## Case Study
Twitter is a massive platform.  There are 300+ million users on Twitter, and it is a source of information for current events, social movements and, financial information.  It has been shown in a number of cases that information from Twitter can mobilize a large number of individuals.  From #blacklivesmatter to other forms of *hashtag* activism, social media can play an important role in informing and mobilizing individuals.

This same activity can me extended to financial information.  The introduction of "cashtags" to twitter has allowed individuals to connect and discuss stocks, but it has also given stock promoters a method for promoting low value stocks, to "pump and dump".  Some researchers have analyzed the use of cashtags on Twitter.  We will use a similar method to look at the data, but we will ask a slightly different question.

### Reading
Hentschel M, Alonso O. 2014. Follow the money: A study of cashtags on Twitter. *First Monday*. URL: https://firstmonday.org/ojs/index.php/fm/article/view/5385/4109

#### Supplementary Information

* Evans, L., Owda, M., Crockett, K., & Vilas, A. F. (2019). A methodology for the resolution of cashtag collisions on Twitter–A natural language processing & data fusion approach. *Expert Systems with Applications*, **127**, 353-369.
* Evans, L., Owda, M., Crockett, K., & Vilas, A. F. (2021). [Credibility assessment of financial stock tweets](https://www.sciencedirect.com/science/article/pii/S0957417420310356). *Expert Systems with Applications*, **168**, 114351.
* Cresci, S., Lillo, F., Regoli, D., Tardelli, S., & Tesconi, M. (2019).

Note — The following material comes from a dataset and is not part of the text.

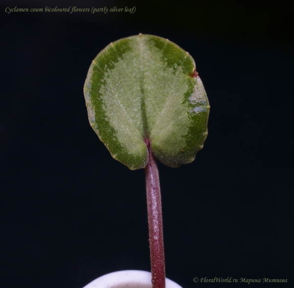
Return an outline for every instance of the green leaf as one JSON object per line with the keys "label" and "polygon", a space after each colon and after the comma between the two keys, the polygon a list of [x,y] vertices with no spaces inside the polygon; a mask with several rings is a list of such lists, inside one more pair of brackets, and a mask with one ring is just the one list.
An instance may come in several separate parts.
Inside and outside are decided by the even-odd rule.
{"label": "green leaf", "polygon": [[91,126],[112,157],[144,168],[149,141],[172,167],[192,162],[207,135],[209,104],[193,58],[149,35],[110,43],[90,67],[84,93]]}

Cashtag Piggybacking: Uncovering Spam and Bot Activity in Stock Microblogs on Twitter. *ACM Transactions on the Web (TWEB)*, **13(2)**, 11.

#### Raw Data source
I document the source of ticker data below.  The tweet data we use here comes from a dataset used in Cresci *et al* (2019) referenced above.  The data is available through Zenodo using the dataset's DOI: [10.5281/zenodo.2686861](https://doi.org/10.5281/zenodo.2686861)

### Formulating the question

The question we want to ask specifically is whether *cashtag frequency is tied to increases in stock price*.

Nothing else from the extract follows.